Bien que débordant d’amour et d’affection pour leurs enfants, les parents n’ont d’autres possibilités que de faire travailler leurs enfants pour que survive la famille.

Les enfants des villages reculés du Bihar sont pour la plupart illettrés et à la mort de leurs parents, la dette retombera automatiquement sur leur tête et ainsi de suite de générations en générations. Le quasi totalité des enfants esclaves sont issus des plus basses castes.

Tout bébé, ces enfants sont élevés dans cet univers de boue et de poussière.

La malnutrition, les dysenteries, la tuberculose, le manque de soins et de médicaments font que la mortalité infantile est extrêmement élevée.

Le silence qui règne dans une fabrique est impressionnant car tout le monde s’active rapidement. Il est uniquement rompu par le coassement des corbeaux et par le tintement des moules sur le sol.

Pendant la mousson les briqueteries arrêtent leur activité et les familles peuvent retrouver leur village et cultiver le lopin de terre que leur loue le Zamindar.
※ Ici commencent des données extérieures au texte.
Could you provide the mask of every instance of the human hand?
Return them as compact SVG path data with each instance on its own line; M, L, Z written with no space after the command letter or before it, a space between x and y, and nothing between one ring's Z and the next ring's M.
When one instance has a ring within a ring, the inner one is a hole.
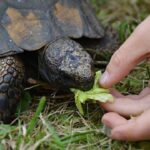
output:
M108 111L102 122L111 128L110 137L126 141L150 140L150 88L139 95L123 96L114 90L112 95L114 103L100 104Z
M112 87L149 55L150 17L114 53L100 84L106 88ZM150 89L144 89L139 95L123 96L116 91L112 94L114 103L100 104L109 111L102 117L102 122L112 129L111 137L127 141L150 139ZM125 118L137 115L129 120Z

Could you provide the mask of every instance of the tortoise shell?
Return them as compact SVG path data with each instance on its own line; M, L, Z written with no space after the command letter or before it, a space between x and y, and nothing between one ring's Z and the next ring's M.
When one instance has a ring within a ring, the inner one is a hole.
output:
M101 38L86 0L0 1L0 56L38 50L62 37Z

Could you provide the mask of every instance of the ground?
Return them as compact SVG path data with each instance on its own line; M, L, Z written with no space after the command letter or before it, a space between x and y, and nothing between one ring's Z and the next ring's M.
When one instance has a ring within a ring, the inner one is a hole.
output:
M119 33L120 44L150 13L149 0L91 0L98 19L105 27ZM92 52L93 53L93 52ZM111 53L92 55L96 68L104 70ZM139 64L122 82L116 85L124 94L137 94L148 85L149 62ZM140 74L140 76L138 76ZM41 86L42 85L42 86ZM43 97L44 96L44 97ZM45 103L46 100L46 103ZM69 92L36 85L24 90L17 118L12 125L0 125L0 150L149 150L149 142L119 142L104 134L100 121L104 111L97 104L84 105L85 116L80 115L74 97Z

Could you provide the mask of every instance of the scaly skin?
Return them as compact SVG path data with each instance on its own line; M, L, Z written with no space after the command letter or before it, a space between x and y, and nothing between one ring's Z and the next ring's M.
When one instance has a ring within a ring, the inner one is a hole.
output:
M16 56L0 58L0 121L7 123L16 110L24 78L24 66Z

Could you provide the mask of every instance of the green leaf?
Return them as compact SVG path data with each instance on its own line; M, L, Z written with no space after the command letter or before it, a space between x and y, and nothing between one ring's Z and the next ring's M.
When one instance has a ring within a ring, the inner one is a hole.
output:
M101 88L99 86L99 78L101 77L101 72L97 71L95 75L95 81L93 88L89 91L81 91L79 89L70 89L75 94L75 103L79 110L79 112L83 115L83 107L82 103L84 104L86 101L91 100L93 102L113 102L113 96L109 93L108 89Z

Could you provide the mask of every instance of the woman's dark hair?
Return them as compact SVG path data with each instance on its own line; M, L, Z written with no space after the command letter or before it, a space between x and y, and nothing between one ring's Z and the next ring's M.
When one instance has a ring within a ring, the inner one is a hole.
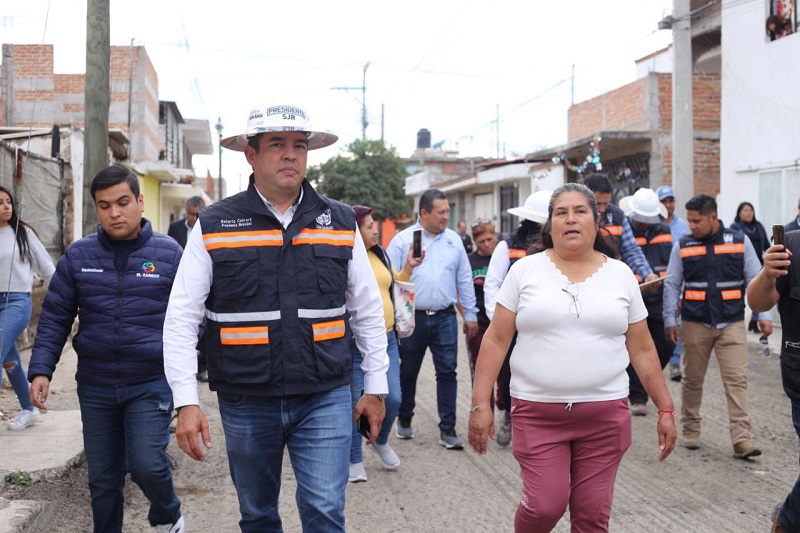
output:
M120 183L127 183L131 188L133 197L139 198L139 178L136 177L136 174L122 165L111 165L98 172L92 180L92 187L90 189L92 192L92 200L94 200L94 194L97 191L108 189Z
M589 187L586 185L582 185L580 183L565 183L561 187L557 188L553 191L553 196L550 197L550 205L547 206L547 222L544 223L542 226L542 237L537 243L534 244L534 247L540 249L532 250L535 252L541 252L548 248L553 247L553 205L555 204L556 200L565 193L568 192L577 192L583 195L586 198L586 202L589 204L589 209L592 210L592 218L594 218L595 224L600 223L600 212L597 210L597 198L595 198L594 193L592 192ZM597 231L597 234L594 238L594 246L593 248L595 251L598 251L602 254L607 255L608 257L613 257L614 259L619 259L619 250L614 245L614 242L611 240L611 237L606 236L603 232ZM531 252L529 252L530 254Z
M742 203L739 204L739 207L736 208L736 218L734 218L733 221L734 222L742 222L742 217L740 215L742 213L742 209L744 209L745 206L748 206L748 207L750 207L750 209L753 210L753 222L752 223L755 224L757 222L757 220L756 220L756 208L753 207L753 204L751 204L750 202L742 202Z
M14 201L14 195L11 194L11 191L6 189L3 186L0 186L0 193L6 193L8 195L9 200L11 201L11 219L8 221L8 225L11 226L11 231L16 234L17 237L17 248L19 249L19 257L23 261L31 262L31 247L28 244L28 232L25 231L25 228L30 229L31 231L36 233L32 227L28 224L23 222L19 218L19 214L17 214L17 203Z

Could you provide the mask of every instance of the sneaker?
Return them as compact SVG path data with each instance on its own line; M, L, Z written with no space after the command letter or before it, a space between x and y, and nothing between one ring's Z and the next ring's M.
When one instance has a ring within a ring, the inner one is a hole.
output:
M394 470L400 466L400 458L394 453L394 450L388 444L378 444L373 442L369 445L372 451L378 454L383 468L386 470Z
M758 457L761 455L761 450L753 446L749 440L743 440L739 444L733 446L733 456L736 459L749 459L750 457Z
M781 525L780 522L780 514L781 514L781 507L783 506L783 502L779 503L775 506L772 510L772 529L770 529L771 533L785 533L786 528Z
M689 432L683 434L683 447L687 450L699 450L700 449L700 434L695 432ZM761 453L761 452L758 452Z
M156 526L156 533L183 533L183 516L174 524L161 524Z
M497 444L500 446L508 446L511 444L511 413L503 411L503 423L497 429Z
M463 450L464 443L456 435L455 429L443 429L439 432L439 444L448 450Z
M33 411L22 409L17 416L8 421L8 429L11 431L22 431L26 427L35 424L39 420L39 410L34 407Z
M361 483L367 480L367 471L364 469L364 463L350 463L350 475L347 481L350 483Z
M394 434L397 435L398 439L413 439L414 428L411 427L411 419L398 417Z

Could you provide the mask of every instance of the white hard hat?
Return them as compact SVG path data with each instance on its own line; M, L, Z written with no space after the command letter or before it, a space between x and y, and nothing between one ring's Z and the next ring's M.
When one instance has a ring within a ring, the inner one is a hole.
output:
M528 196L523 205L512 207L508 209L508 212L519 218L544 224L547 222L547 209L551 196L553 196L553 191L536 191Z
M631 220L643 224L660 224L666 217L666 208L653 189L639 189L630 197Z
M308 138L308 149L316 150L335 143L339 137L329 131L314 130L308 115L299 107L276 105L250 111L244 133L227 137L220 144L229 150L244 152L247 140L259 133L300 131Z

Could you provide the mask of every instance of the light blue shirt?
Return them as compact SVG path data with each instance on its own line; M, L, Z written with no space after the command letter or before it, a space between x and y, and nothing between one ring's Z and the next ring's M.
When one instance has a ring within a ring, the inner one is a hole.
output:
M756 255L756 249L750 239L744 240L744 279L745 286L758 275L761 271L761 263ZM678 300L683 289L683 259L681 259L681 243L675 241L672 245L672 253L669 256L669 266L667 266L668 278L664 279L664 327L678 325ZM772 320L769 311L757 313L759 320ZM723 329L730 325L729 322L722 324L703 324L707 328Z
M386 249L389 260L398 271L406 264L415 229L421 229L419 222L395 235ZM460 301L464 306L464 320L477 321L472 269L458 233L445 229L432 237L423 230L422 248L425 259L411 274L416 308L439 311Z

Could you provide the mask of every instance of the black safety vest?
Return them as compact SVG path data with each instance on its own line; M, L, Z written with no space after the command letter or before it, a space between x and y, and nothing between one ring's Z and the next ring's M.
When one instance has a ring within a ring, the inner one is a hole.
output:
M631 231L636 239L636 244L647 258L650 268L660 277L667 274L669 256L672 252L672 233L669 226L664 224L651 224L645 231L639 231L631 222ZM641 276L634 274L636 280L641 283L644 281ZM642 299L647 307L648 318L663 320L664 310L662 301L664 297L664 287L659 285L656 290L642 292Z
M286 229L252 176L247 191L199 215L213 262L205 335L212 390L286 396L350 383L345 292L355 213L302 186Z
M683 261L681 317L722 324L744 320L744 233L720 229L708 240L680 239Z

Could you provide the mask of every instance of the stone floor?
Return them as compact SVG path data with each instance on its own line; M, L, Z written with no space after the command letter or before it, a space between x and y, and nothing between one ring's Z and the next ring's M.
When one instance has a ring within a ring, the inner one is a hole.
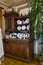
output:
M27 64L13 58L5 57L1 65L40 65L40 62L36 59L33 59L29 64Z

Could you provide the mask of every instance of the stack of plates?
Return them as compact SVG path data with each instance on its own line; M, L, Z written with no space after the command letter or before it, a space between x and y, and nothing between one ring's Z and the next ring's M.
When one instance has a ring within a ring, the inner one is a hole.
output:
M25 30L26 29L26 26L24 25L24 26L22 26L22 30Z
M29 30L30 29L30 25L27 25L27 30Z

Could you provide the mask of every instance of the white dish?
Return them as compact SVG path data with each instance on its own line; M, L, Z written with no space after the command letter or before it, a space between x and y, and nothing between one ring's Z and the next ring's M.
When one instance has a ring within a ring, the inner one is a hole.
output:
M21 30L21 26L18 26L18 27L17 27L17 30Z
M26 26L24 25L24 26L22 26L22 30L25 30L26 29Z
M29 18L27 18L27 19L25 20L25 22L26 22L26 23L29 23L29 22L30 22Z
M27 34L26 34L26 38L29 38L29 37L30 37L30 34L27 33Z
M22 21L21 20L17 20L17 24L22 24Z
M30 29L30 25L27 25L27 30L29 30Z
M22 34L21 34L21 33L18 33L18 34L17 34L17 37L18 37L19 39L22 39Z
La cuisson terminée, les fours sont vidés de leur contenu et c’est une vraie fourmilière qui s’active dans un nuage de poussière (plus de 200 personnes) sous l’œil du contremaître.

A chaque passage, elles transportent 20kg et reçoivent un jeton. Leur rémunération sera en fonction du nombre de transports effectués dans la journée.

Presque tous les Etats indiens possèdent des briqueteries et le mode de cuisson varie selon les régions. Les hommes sont employés à la cuisson et alimentent le four en bois.

Les problèmes de dos débutent très tôt vu les charges transportées. Les plus petits transportent 3 à 4 briques soit 10kg, mais ils courent !

La campagne dure 7 mois et c’est uniquement à la fin que le salaire sera versé aux parents. : 660 roupies par mois (13 euros). Vient en déduction la nourriture (40 roupies par semaine) ainsi que les frais de voyage jusqu’au village.

Une fois le four refroidit, les femmes peuvent récupérer le charbon de bois qui leur servira pour cuisiner et se chauffer.

Les baraquements insalubres où s’entassent les familles pendant 8 mois de l’année sont situés sur leur lieu de travail.

Qu’il semble loin et incertain le chemin vers une vie meilleure.